Philadelphia is not only the City of Brotherly Love, but it’s also the name of a new variance of ransomware that is wreaking havoc in the healthcare industry by crippling computer operating systems.
“As with all ransomware, Philadelphia is generally associated with phishing and spear-phishing campaigns,” says Matt Anthony, vice president of Incident Response at the Herjavec Group, a global managed security service company, based in Los Angeles.
“Philadelphia is mostly distinguished by being part of a family that we would call 'ransomware-as-a-service',” Mr. Anthony tells Cosmetic Surgery Times. “This means that anyone can go to a website on the ‘dark’ web, which is the alternate, more private and secretive set of sites on the internet, usually accessed through a specialized browser. Once there, you can pay a fee to the authors of this service to download software. Then, as an amateur or extremely low-skilled person, you have access to the ransomware software.”
Such ransomware is “insidious in a way,” according to Mr. Anthony, “because it magnifies the capability of ransomware distributors and creates a profit stream on the back-end for creating the infrastructure to collect and distribute payments and reduces the need to author, or create your own, ransomware to enter the game.”

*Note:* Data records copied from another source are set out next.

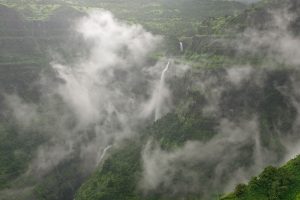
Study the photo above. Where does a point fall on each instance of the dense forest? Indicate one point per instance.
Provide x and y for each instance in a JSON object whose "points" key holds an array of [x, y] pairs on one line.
{"points": [[154, 100]]}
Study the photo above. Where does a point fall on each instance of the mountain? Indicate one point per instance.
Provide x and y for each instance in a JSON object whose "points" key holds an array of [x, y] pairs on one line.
{"points": [[273, 183]]}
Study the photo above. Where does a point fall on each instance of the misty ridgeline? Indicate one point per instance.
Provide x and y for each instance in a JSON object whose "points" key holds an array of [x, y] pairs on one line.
{"points": [[122, 113]]}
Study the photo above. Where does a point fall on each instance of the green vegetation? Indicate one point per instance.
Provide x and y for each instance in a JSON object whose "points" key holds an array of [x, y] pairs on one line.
{"points": [[272, 184]]}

The ransomware usually infiltrates a healthcare organization through an email to an employee. The email typically looks legitimate and trustworthy, along with a link to click. “In healthcare, the link might be to a patient’s healthcare records associated with a patient transfer or an inquiry to a doctor with a link to a pharmaceutical company,” Mr. Anthony says.
Once the employee clicks the link, a piece of software is downloaded to their computer. The software will encrypt files on the user’s local drive and any network drive that can be gleaned from the computer.
Next, a notice appears on the computer screen that encryption has occurred and that the files are no longer available to the healthcare organization. Instructions are also provided on how to pay a ransom to recover all compromised files and operating systems.
Mr. Anthony says ransom amounts typically range from $500 to $3,000.
Healthcare is being targeted because it is viewed as a “high willingness to pay, due to the urgency of access to the records,” Mr. Anthony says. “There is also a suggestion that healthcare as a sector is more vulnerable than other sectors at this time. There may be weaker training or weaker protocols concerning information sharing, so there is a higher than usual likelihood that those employees will click.”
Fortunately, it is unlikely that any information will be exported or taken away from the organization, such as electronic medical records (EMRs) or a health information management system. Encryption is normally limited to user files like Word documents, Excel spreadsheets and databases.
Also, Philadelphia ransomware appears to have an effective, free decryptor tool. “It is nice when ransomware is engineered poorly enough that free decryptors are available,” Mr. Anthony says.
Denise Anderson, president of the National Health Information Sharing and Analysis Center, says that ransomware hackers seek out entities that have a particular vulnerability or set of vulnerabilities in their environment. “These hackers detect vulnerable systems by scanning the internet; or by using the search engine Shodan, which reveals devices connected to the internet,” she says.